Common EtherType values
| EtherType | Protocol |
|---|---|
0x0800 |
IPv4 |
0x0806 |
ARP |
0x86DD |
IPv6 |
0x8100 |
802.1Q VLAN |
All multi-byte fields are in network byte order (big-endian). Use ntohs() to convert the EtherType to host order for comparison.
What the NIC strips
The 4-byte Frame Check Sequence (FCS / CRC-32) at the end of every Ethernet frame is verified and stripped by the NIC hardware before the frame reaches AF_PACKET. You will never see it in your buffer. The 8-byte preamble and Start Frame Delimiter (SFD) are also stripped at the physical layer.
4. Code
The implementation lives in sniff.h, sniff.c, and main.c.
Wire-format struct
struct nfs_eth_header {
uint8_t dst[6]; /* destination MAC address */
uint8_t src[6]; /* source MAC address */
uint16_t ethertype; /* network byte order */
} __attribute__((packed));
This is 14 bytes with no padding, guaranteed by packed. We overlay it directly on the receive buffer.
Core functions
/* Create an AF_PACKET socket.
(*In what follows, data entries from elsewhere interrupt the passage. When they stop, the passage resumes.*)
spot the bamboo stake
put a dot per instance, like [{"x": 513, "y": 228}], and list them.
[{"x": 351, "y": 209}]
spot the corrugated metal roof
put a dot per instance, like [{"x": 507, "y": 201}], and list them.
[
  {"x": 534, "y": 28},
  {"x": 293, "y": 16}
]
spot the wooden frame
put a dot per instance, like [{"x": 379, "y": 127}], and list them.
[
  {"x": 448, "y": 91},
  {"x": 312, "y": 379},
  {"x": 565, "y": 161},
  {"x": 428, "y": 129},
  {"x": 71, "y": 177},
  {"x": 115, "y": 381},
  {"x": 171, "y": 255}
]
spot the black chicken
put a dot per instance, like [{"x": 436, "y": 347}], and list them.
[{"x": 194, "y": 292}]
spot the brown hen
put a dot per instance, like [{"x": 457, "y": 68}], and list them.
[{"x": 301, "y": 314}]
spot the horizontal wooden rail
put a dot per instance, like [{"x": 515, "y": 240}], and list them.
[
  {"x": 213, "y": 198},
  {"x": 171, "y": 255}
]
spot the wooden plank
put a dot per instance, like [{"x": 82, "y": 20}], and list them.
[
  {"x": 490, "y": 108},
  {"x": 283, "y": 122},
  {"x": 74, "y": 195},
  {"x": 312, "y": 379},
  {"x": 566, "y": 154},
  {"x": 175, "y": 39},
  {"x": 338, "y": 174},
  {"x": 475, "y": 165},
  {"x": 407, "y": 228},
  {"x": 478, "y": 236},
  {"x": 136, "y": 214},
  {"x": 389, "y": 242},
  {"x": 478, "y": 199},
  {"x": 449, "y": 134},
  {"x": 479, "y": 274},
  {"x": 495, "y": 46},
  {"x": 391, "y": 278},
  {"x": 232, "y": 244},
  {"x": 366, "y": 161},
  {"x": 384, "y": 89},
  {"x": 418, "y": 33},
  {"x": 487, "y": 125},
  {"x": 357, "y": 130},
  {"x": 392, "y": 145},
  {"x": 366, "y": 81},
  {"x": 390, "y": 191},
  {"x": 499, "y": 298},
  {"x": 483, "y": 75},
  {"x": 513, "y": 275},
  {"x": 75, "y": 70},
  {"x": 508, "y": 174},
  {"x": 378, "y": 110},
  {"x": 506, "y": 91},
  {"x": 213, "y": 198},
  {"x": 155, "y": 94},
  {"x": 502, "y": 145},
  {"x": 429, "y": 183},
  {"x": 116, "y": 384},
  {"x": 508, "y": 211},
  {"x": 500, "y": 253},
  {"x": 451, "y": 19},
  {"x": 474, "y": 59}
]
Protocol is in HOST byte order. */
int nfs_create_raw_socket(uint16_t protocol);
/* Bind to a named interface (e.g. "eth0"). */
int nfs_bind_to_interface(int sockfd, const char *ifname);
/* Parse raw bytes into a structured frame view. */
int nfs_parse_eth_frame(const uint8_t *buf, size_t len,
struct nfs_parsed_frame *out);
/* Format a 6-byte MAC as "xx:xx:xx:xx:xx:xx". */
char *nfs_format_mac(const uint8_t mac[6], char *buf, size_t buflen);
/* Send a complete raw Ethernet frame out an interface. */
ssize_t nfs_send_raw_frame(int sockfd, const char *ifname,
const uint8_t *frame, size_t frame_len);
Main loop
int sockfd = nfs_create_raw_socket(ETH_P_ALL);
nfs_bind_to_interface(sockfd, "eth0");
uint8_t buf[65536];
for (;;) {
ssize_t n = recvfrom(sockfd, buf, sizeof(buf), 0, NULL, NULL);
struct nfs_parsed_frame frame;
if (nfs_parse_eth_frame(buf, (size_t)n, &frame) < 0)
continue;
/* frame.dst, frame.src, frame.ethertype, frame.payload are ready */
}
Run it:
make
sudo ./sniff eth0
5. Tests
The tests (tests/test_sniff.c) verify struct layout and parsing logic without needing root or a real network interface.
What we test:
- Struct pinning:
sizeof(struct nfs_eth_header) == 14, field offsets at 0, 6, 12. - Known-frame parsing: construct a byte array with a known Ethernet header, parse it, verify every field matches.
- Edge cases: buffer shorter than 14 bytes is rejected; exactly 14 bytes yields zero-length payload; NULL pointers are rejected.
- format_mac: verify output for all-zeros, broadcast, and normal MACs. Verify small-buffer rejection.
- Property test: fill a 64-byte buffer with a recognisable pattern, parse it, confirm the parser faithfully reproduces every byte.
make test
# runs tests/test_sniff without root
6. Exercises
See exercises.md. Highlights:
- ★ Sniff on loopback and identify frames from
ping 127.0.0.1. - ★ Compare
SOCK_RAWvs.SOCK_DGRAMoutput and explain when you'd use each. - ★★ Enable promiscuous mode with
ioctl(SIOCSIFFLAGS). - ★★ Send a raw broadcast frame with a custom EtherType and capture it with
tcpdump. - ★★★ Attach a classic BPF filter via
SO_ATTACH_FILTERto do kernel-level EtherType matching. - ★★★ Implement zero-copy capture with
TPACKET_V3memory-mapped ring buffers and benchmark againstrecvfrom().